Listening to “Zadok the Priest” last week during the coronation, reminded me of one of the many times I’d sung it.
To celebrate various Royal happenings during the 70s, our Balham church twice put on pageants.
Because I could sing and act I was involved in both.
Having won the RE prize when I was ten, I believed I was a shoe-in for any major acting part (in fairness, this should have been given to Neil Pearson, a Tooting resident when we were all growing up – and marginally better actor).
We regularly inflamed the vicar’s anger by messing about during rehearsals. This wasn’t helped by one line in a sketch where the vicar’s daughter had to deliver a line: “Peter, pass me your crutch”. When you’re a teenager, and you hear the word “crutch”, it’s similar to hearing the word “sausages” when you’re six. Sadly, for the vicar, we were all still mentally about six.
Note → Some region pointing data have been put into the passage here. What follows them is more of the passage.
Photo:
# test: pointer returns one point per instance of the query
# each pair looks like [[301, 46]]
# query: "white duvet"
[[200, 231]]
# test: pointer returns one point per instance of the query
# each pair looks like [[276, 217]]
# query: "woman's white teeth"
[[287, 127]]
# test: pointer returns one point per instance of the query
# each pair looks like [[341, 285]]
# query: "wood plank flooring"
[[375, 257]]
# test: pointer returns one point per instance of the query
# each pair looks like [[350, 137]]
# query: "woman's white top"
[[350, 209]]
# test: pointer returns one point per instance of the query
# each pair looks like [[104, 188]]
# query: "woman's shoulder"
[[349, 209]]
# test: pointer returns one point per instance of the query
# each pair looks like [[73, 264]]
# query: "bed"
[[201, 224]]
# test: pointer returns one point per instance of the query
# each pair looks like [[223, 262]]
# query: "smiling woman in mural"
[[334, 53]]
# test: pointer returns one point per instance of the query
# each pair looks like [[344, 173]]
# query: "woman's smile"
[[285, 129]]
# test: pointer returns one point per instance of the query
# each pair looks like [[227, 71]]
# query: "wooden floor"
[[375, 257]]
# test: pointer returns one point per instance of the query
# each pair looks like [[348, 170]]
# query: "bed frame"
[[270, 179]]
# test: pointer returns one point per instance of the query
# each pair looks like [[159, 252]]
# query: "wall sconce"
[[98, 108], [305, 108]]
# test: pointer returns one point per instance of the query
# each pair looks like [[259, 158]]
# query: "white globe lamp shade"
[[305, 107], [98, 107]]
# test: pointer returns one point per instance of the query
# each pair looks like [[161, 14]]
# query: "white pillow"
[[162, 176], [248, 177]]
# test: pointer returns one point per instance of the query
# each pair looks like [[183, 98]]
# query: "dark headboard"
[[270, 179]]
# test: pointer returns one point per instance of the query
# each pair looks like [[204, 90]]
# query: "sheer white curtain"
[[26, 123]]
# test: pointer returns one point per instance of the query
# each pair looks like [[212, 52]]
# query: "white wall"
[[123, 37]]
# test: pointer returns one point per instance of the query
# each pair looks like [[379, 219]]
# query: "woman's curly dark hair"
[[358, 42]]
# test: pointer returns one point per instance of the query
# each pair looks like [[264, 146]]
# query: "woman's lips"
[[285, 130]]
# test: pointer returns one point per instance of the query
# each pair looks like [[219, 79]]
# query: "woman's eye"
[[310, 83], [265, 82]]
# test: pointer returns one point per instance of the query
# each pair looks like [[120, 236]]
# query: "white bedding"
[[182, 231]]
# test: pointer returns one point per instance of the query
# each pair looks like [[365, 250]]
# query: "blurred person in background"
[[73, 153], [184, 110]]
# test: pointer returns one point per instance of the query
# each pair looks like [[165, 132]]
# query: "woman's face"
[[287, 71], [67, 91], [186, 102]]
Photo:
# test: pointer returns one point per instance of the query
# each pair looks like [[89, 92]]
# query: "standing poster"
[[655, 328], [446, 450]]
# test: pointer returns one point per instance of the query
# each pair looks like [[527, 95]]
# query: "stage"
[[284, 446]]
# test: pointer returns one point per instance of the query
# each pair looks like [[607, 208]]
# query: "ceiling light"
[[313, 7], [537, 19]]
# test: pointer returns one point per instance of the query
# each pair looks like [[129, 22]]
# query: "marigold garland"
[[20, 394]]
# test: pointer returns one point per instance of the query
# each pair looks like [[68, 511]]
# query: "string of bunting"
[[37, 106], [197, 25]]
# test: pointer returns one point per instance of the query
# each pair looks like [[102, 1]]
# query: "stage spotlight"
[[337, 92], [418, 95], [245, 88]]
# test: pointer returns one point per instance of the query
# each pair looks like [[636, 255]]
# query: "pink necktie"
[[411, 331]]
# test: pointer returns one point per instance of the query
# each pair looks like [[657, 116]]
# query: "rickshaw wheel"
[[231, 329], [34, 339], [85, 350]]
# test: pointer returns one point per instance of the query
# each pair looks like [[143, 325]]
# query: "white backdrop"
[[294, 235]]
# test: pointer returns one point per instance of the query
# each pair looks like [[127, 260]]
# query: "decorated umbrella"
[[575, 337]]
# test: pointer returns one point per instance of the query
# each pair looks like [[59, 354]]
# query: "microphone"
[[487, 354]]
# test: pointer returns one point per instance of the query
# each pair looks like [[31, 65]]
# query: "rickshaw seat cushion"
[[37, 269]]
We sang many choral pieces in the two pageants – all of them related to royalty. But, for me, the best thing to come out of it was through a fellow chorister from Jamaica. During the rehearsals and singing “may the King live forever”; “amen, amen, amen” and “alleluia” more times than you can shake a stick at, my West Indian mate taught us the entire lyrics to “The Israelites”.
If the vicar had known he’d have torn up our shirt and taken away our trousers, as the great Desmond Dekkar suggested.